Exploratory analysis of the mushroom dataset. Description of the dataset. Read the dataset. Intuitive analysis-brightly colored mushrooms are poisonous? Correlation analysis-judging the correlation between each index and toxicity model training-using decision tree model

Exploratory analysis of the mushroom dataset. Description of the dataset. Read the dataset. Intuitive analysis-brightly colored mushrooms are poisonous?
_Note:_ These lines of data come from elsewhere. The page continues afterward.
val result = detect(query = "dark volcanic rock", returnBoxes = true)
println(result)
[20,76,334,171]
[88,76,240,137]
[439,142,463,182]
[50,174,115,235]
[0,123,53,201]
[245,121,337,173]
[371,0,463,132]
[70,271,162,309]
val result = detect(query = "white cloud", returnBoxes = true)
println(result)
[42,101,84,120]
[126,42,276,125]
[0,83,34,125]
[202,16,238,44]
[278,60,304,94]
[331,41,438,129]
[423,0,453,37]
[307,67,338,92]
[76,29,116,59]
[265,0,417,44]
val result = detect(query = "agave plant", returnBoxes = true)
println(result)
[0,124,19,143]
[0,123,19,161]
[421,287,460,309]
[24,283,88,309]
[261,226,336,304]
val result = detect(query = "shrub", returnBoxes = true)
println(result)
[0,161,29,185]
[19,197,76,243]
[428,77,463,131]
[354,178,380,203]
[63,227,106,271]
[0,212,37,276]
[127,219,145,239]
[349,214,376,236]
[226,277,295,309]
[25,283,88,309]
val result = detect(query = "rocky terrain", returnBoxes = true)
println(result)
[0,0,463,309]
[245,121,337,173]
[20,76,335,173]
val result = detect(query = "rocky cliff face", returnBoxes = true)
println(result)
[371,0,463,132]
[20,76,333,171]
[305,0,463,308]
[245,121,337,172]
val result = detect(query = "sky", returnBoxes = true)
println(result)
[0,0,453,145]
Correlation analysis-judging the correlation between each index and toxicity model training-using decision tree model

Data set description

Mushroom data set from kaggle, including toxicity, size, surface, color, etc., all data are string types, analyze the relationship between toxicity and other attributes

Read data set

dataset = pd.read_csv("./mushrooms.csv")
dataset.info()
<class'pandas.core.frame.DataFrame'>
RangeIndex: 8124 entries, 0 to 8123
Data columns (total 23 columns):
class 8124 non-null object
cap-shape 8124 non-null object
cap-surface 8124 non-null object
cap-color 8124 non-null object
bruises 8124 non-null object
odor 8124 non-null object
gill-attachment 8124 non-null object
gill-spacing 8124 non-null object
gill-size 8124 non-null object
gill-color 8124 non-null object
stalk-shape 8124 non-null object
stalk-root 8124 non-null object
stalk-surface-above-ring 8124 non-null object
stalk-surface-below-ring 8124 non-null object
stalk-color-above-ring 8124 non-null object
stalk-color-below-ring 8124 non-null object
veil-type 8124 non-null object
veil-color 8124 non-null object
ring-number 8124 non-null object
ring-type 8124 non-null object
spore-print-color 8124 non-null object
population 8124 non-null object
habitat 8124 non-null object
dtypes: object(23)
memory usage: 1.4+ MB

It can be found that a total of 23 attributes are included, and there are no missing values

Visual analysis-brightly colored mushrooms are poisonous?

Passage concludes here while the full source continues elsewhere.